A série tem como cenário o bairro do Bronx, mais especificamente sua porção sul, inflada por imigrantes, que sofreu com a pobreza e delinquência durante as décadas de 60 e 70, quando gangs dominavam o bairro durante a recessão econômica, impedindo o desenvolvimento social e urbano, obrigando a própria comunidade a buscar soluções para sua autosobrevivência. A série enaltece a cultura Black da melhor forma possível, só que sempre dentro de um ambiente antagônico entre o glamour e a pobreza, o lixo e o luxo dos guetos.

Luhrmann repete aqui aquele estilo que o consagrou, introduzindo elementos musicais em meio à narrativa, usando a música como uma extensão dela em uma trilha sonora arrebatadora do início ao fim com os mais diversos clássicos que usam e abusam do groove, do scratch, dos samples, dos loops e do black power. "Cheio de mojo, baby", como diria Austin Powers. Só que sem a mesma apoteose carnavalesca de Moulin Rouge! (2001), dessa vez o cenário se torna um pouco mais acessível, identificável, palpável e próximo. Claro que ainda existe um embelezamento nos cenários e situações, um filtro de limpeza que deixa tudo um pouco mais bonito e organizado na tela do que deveria, mas não se pode negar que a cultura negra esteja bem representada em suor e cores. E por essas e outras que The Get Down pode ser visto como o lado B de Vinyl (2016), seriado da HBO cujo tema é também sobre o cenário musical da mesma época.

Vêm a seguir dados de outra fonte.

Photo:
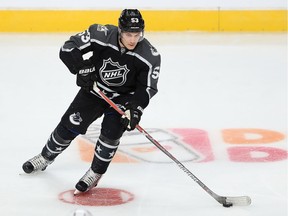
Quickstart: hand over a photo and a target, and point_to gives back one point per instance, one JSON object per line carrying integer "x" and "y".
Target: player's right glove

É impossível não se emocionar ou sentir nos ossos a vibração e o poder da música Black de raiz quando as pistas de dança invadem as cenas em belas coreografias, figurinos e maquiagens de tirar o fôlego como os filmes de Travolta costumavam fazer. A diferença aqui é que não estamos falando do rockabilly, mas do ápice do boom da Disco Music, e do momento em que o verdadeiro Funk (junto com o Disco-Funk) se disseminava pelo underground novaiorquino e começava a tomar conta das ruas para o mundo.

Não me lembro de ter visto uma representação tão imponente dessa atmosfera tal como Luhrmann cria nos três primeiro episódios. E como não admirar a forma como ele insere a máfia dentro disso tudo? Conseguindo dar glamour até mesmo à violência - tal como ele fez em Romeu + Julieta (1996) - além de transformar o cenário musical inexoravelmente o centro de toda a trama.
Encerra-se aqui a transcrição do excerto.